La fotografia d'insieme mostra tre Paesi chiave dell'eurozona accomunati da vulnerabilità diverse ma convergenti.
Il 2025 si apre con tre nodi che mettono in difficoltà l'economia dell'Europa continentale: la Francia alle prese con un disavanzo fuori controllo, la Germania che teme il collasso del suo sistema pensionistico sotto il peso della demografia, e l'Italia che nonostante una temporanea correzione dei saldi resta intrappolata in un debito elevatissimo e in una crescita insufficiente. Tre scenari distinti, ma legati dallo stesso destino: la necessità di rispettare le nuove regole europee di bilancio e dimostrare ai mercati la propria credibilità finanziaria.
La Francia ha chiuso il 2024 con un deficit pubblico pari al 5,8% del PIL, un valore che non solo supera ampiamente il limite del 3% stabilito dai Trattati, ma che indica anche l'assenza di una traiettoria credibile di rientro. L'economia cresce a ritmi troppo deboli per sostenere una riduzione spontanea del disavanzo e la pressione sui conti aumenta in presenza di tassi di interesse più alti. In questo contesto il divario tra gli spread francesi e italiani, che solo due anni fa superava i 150 punti base, si è ridotto sotto i 10, un livello impensabile fino a pochi anni fa.
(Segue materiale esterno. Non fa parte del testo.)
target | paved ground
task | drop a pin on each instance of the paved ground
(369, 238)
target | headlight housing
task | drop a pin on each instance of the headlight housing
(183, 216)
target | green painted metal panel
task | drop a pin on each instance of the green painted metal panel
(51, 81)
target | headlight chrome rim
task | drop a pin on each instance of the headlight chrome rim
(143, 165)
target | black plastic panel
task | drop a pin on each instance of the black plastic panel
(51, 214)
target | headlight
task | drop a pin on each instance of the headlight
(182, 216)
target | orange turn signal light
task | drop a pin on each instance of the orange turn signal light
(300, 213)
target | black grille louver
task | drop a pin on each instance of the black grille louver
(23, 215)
Sul piano politico, la fragilità dell'Assemblea nazionale complica ulteriormente la possibilità di varare misure impopolari di contenimento della spesa. Ogni tentativo di consolidamento fiscale rischia di essere paralizzato dalle opposizioni, in un contesto sociale già attraversato da tensioni sul costo della vita e sul mercato del lavoro.
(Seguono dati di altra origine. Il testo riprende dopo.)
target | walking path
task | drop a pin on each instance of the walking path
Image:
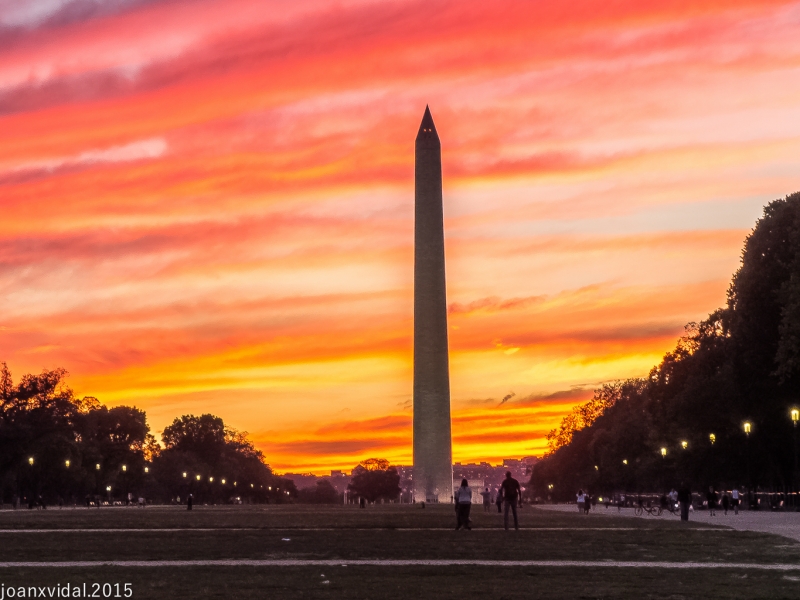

Le agenzie di rating hanno iniziato a dare segnali chiari: S&P ha rivisto l'outlook della Francia a negativo, sottolineando che senza riforme serie i mercati inizieranno a chiedere un premio maggiore per continuare a finanziare Parigi. Se la fiducia si incrina, il costo del debito rischia di salire ancora, alimentando un circolo vizioso difficile da spezzare.
La Germania si trova invece a fronteggiare un problema strutturale: il progressivo invecchiamento della popolazione e il buco da 30 miliardi di euro nel settore delle pensioni. Le coorti del baby boom vanno in pensione, mentre il numero di lavoratori attivi diminuisce. Secondo le stime ufficiali, entro il 2035 ci saranno oltre quattro milioni di pensionati in più, con un rapporto sempre più squilibrato tra chi versa contributi e chi riceve prestazioni.
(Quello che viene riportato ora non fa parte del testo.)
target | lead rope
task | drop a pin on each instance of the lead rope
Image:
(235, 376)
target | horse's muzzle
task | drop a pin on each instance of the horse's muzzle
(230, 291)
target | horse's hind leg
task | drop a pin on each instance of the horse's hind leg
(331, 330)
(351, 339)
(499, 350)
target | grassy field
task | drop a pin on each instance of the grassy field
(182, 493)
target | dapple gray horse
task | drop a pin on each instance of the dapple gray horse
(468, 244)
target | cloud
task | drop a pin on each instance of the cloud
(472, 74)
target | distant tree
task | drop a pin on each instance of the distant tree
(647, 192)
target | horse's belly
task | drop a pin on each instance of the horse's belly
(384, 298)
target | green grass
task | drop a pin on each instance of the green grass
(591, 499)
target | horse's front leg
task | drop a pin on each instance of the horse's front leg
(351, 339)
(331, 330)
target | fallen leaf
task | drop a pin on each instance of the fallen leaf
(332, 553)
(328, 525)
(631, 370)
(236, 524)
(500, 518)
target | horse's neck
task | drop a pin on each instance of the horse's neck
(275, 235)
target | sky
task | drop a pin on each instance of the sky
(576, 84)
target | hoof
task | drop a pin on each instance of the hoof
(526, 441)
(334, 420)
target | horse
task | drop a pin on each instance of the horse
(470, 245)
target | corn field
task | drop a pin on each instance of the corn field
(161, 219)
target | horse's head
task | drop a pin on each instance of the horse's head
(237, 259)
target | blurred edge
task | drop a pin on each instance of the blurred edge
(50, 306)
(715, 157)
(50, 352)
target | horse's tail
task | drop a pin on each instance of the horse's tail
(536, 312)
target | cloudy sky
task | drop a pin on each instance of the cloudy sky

Il governo ha promesso di mantenere il livello delle prestazioni al 48% del reddito medio, ma questo obiettivo implica un inevitabile aumento delle aliquote contributive: oggi ferme al 18,6%, potrebbero superare il 21% già nel prossimo decennio. Senza una crescita più robusta e senza un innalzamento dell'età effettiva di pensionamento, il peso della spesa previdenziale rischia di schiacciare sia imprese che lavoratori.
Berlino ha provato a introdurre il cosiddetto Generationenkapital, un fondo pubblico alimentato da risorse statali e destinato a investimenti finanziari per garantire rendimenti al sistema pensionistico. Si tratta di un passo avanti, ma le dimensioni del fondo restano limitate rispetto al fabbisogno complessivo. Un argine, insomma, che può ritardare l'impatto della marea ma non fermarla del tutto.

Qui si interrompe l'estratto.